Ланжерон, воодушевившийся от воспоминаний и давно забывший о бисквитах, ответил Пушкину следующее:
— За девятнадцать сделанных мной походов я никогда не видел ничего подобного, за исключением измаильского штурма.
Картинка. САНКТ-ПЕТЕРБУРГ. ЯНВАРЬ 1831-го ГОДА. ОТСВЕТ АУСТЕРЛИЦА
Через пару дней граф опять встретился с Александром Пушкиным. Еще в пору их одесских бесед он обещал рассказать ему подлинную историю аустерлицкой ретирады, но как-то тогда не пришлось. И вот теперь в январском замороженном Петербурге среброголовый, но бодрый, энергичный граф Ланжерон собрался таки поведать то, что самолично знал о грандиозном российском позоре.
— Может, вы и слышали, любезный Александр Сергеевич, — начал граф свой рассказ, — то, что Аустерлиц начался с глупости и легкомыслия императорского фаворита князя Долгорукова. Я сейчас только добавлю несколько штришков, полагаю, что небезынтересных. Итак, Александр Павлович послал к Наполеону своего неизменного Долгорукова. Последний нашел императора французов на аванпостах, где он не рассчитывал его встретить. Долгоруков сам мне говорил потом, что, прибыв на первый неприятельский бивак, он увидел выходящего из траншеи маленького человечка, очень грязного и чрезвычайно смешно одетого, и что он был страшно удивлен, когда ему сказали, что это Наполеон, которого он дотоле не знал. Он имел с ним с ним свидание и довольно долгий разговор. Долгоруков, от природы дерзкий, обошелся с Наполеоном довольно невежливо. Любопытно, что император Франции выказал при этом крайнюю умеренность и даже боязливость, которая обманула Долгорукова, а через него и Александра Павловича, которые, представьте себе, вообразили, что Наполеон страшно боялся атаки с нашей стороны. Долгоруков возвратился в Ольмюц, объявляя повсюду, что Наполеон дрожит от страха и что достаточно нашего авангарда, чтобы его разбить наголову. Он и мне передавал те же предположения, но не разубедил меня, как это сделал со многими другими.

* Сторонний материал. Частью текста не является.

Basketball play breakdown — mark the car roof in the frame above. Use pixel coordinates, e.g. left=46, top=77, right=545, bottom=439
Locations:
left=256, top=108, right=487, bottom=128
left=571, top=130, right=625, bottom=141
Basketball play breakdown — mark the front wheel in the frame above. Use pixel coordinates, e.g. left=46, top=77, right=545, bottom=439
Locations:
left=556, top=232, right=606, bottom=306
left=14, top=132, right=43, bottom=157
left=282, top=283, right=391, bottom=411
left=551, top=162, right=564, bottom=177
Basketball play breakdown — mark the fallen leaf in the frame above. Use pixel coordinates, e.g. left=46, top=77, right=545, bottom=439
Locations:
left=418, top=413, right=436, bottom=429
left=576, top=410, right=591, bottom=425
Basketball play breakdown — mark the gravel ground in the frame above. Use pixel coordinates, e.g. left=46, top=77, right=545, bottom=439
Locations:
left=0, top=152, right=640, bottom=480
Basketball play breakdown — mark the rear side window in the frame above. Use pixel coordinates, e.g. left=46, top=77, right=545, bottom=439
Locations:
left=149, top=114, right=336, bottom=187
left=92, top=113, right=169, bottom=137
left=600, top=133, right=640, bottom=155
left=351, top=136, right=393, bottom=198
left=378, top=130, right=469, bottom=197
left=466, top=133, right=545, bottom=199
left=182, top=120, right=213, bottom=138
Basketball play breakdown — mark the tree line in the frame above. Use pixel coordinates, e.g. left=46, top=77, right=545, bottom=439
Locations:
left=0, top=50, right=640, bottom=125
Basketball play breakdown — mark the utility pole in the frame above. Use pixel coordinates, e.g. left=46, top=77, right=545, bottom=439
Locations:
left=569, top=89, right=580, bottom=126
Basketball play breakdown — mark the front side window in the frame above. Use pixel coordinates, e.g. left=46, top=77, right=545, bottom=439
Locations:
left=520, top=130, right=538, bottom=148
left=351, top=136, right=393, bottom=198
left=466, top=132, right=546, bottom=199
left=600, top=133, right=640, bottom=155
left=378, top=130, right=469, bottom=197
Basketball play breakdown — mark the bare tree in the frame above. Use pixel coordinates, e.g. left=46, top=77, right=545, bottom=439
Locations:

Пушкин боялся проронить хоть единое слово. Всегда бесконечно живой, крайне непоседливый, напоминающий бегающий ртутный шарик, тут он был совершенно неподвижен и сидел, подперев щеки ладонями. Ланжерон между тем продолжал свой рассказ — спокойно и неторопливо, казалось бы, совершенно презрев свой бургундский темперамент:
— А
Пушкин молча кивнул, не желая своими репликами прерывать рассказ графа. Ланжерон продолжал:
— Сделано же было совершенно наоборот — вопреки элементарной логике. На этих пяти переходах ни один генерал, ни разу (понимаете: ни разу) не командовал теми же частями, что накануне. Какая была цель всех этих перемен — ума не приложу. На биваки прибывали ночью, диспозиции получались поздно, ничего не возможно было делать в темноте. Каждый генерал должен был утром посылать в другие колонны за полками, назначенными в его колонну. Мне, например, дали только один русский батальон, а все остальные были австрийские. Нельзя было собраться ранее десяти — одиннадцати часов утра. Колонны часто скрещивались и пересекали друг друга — ошибка не простительная ни для кого, а особенно для офицеров генерального штаба. Приходили на ночлег поздно, разбредались за местными припасами, грабили деревни и доводили беспорядок до предела.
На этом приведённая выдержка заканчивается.